震災後にもっとも早くリリースされたメジャーな映画がこれだった──と思う。
亡骸を丁寧にあつかうことを励行しているひとの話だった。なんとなく要領を得なかった。被災者ではないゆえ、無責任な発言になってしまうが、厖大な災害時には感傷よりも効率が必要になる気がした。のである。

亡骸を丁寧にあつかう──それは殊勝なことだが、どちらかといえば、独自性の高いこだわり──だと思えた。もちろん涙腺へ誘っている気配は露骨にあった。率直に言ってインチキ臭かった。

先般(2020年7月)映画のモデルとなった人物が少女たいする強制性交で逮捕された。
かれのこうばしいひととなりを述べた住民たちの話もあがっていた。屍体愛好癖で仮設安置場所をうろうろしていたかもしれない男が、いいように誤解され大資本のメインストリーム映画のヒーローになった──わけである。

もちろん、それを予見したわけでない。ただそうなってみると映画にあった違和感がストンと腑に落ちた。

その顛末を知るとき、プロダクションが悲劇を探していたことが分かる。
監督は踊る大捜査線シリーズを手がけた商業監督であって、こうなってみると指名はいい迷惑だったろうが、映画はお涙頂戴とはいえ、その職人手腕に支えられ、悪くない。

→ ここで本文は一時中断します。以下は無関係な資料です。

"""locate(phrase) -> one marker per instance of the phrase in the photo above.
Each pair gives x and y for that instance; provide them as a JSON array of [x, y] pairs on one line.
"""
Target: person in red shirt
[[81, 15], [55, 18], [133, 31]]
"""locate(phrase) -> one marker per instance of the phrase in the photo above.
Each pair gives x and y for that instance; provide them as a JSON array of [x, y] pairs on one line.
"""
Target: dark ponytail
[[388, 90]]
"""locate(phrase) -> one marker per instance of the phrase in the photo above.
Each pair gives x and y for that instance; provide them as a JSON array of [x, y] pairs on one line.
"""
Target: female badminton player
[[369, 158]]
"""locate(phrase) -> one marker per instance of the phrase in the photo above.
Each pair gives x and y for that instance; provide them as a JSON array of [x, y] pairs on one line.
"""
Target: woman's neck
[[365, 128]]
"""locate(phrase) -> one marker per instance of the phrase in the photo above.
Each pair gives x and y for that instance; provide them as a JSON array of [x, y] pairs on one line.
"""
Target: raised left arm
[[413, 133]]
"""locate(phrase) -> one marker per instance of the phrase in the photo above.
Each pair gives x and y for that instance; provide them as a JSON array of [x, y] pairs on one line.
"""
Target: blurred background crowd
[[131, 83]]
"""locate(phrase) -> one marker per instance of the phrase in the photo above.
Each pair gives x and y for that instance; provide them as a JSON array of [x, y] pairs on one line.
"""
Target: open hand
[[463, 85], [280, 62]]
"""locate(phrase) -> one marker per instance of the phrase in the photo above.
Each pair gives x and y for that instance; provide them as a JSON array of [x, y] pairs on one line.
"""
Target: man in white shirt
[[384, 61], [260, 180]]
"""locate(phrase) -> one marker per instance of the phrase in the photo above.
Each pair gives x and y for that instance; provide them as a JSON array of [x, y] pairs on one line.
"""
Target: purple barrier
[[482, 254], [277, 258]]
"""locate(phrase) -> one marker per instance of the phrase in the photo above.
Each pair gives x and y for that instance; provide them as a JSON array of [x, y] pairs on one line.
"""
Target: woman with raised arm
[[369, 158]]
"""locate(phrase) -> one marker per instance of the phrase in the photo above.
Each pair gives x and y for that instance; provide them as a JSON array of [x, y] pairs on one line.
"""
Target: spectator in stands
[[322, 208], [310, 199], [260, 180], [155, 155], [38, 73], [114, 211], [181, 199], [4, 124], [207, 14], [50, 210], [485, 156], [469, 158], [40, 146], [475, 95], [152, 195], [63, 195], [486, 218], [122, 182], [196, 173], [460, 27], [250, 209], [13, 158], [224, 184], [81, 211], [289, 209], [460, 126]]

しかし。なぜこの人物が脚光したのかといえば、悲劇を探していたからだ。あらんかぎりの悲劇が横たわっていたあの震災の後で、よりにもよって変態に脚光してしまった。
──悲劇は探すものではない、とはそういうことだ。
悲劇が見つからなければ、悲劇はいらない。あるなら、へたに脚色しなくていい。

映画は単体で評価していいものだと思う。
それが嘘でも、ねつ造でも、あるいはキャストやスタッフが犯罪にかかわっていても、楽しんでかまわないと思う。またそれらを知らなくてもいい。
ただエンタメを鵜呑みにしない批評精神はあっていい。
慰安婦や抗日を信じるならわれわれはたんなる色情狂である。
それを考えたとき、まっとうなうらづけのある題材を見つけてくるプロデューサーのしごとも、映画の構成要素だと思った。

個人的には、東日本大震災の映画は早すぎると思う。Fukushima50も早すぎる。進行中の話を感動に仕立てるな──というたんじゅんな理屈であり、これなんか完全なフライングだった。フライングだったからこそ誤謬が発覚したのだ。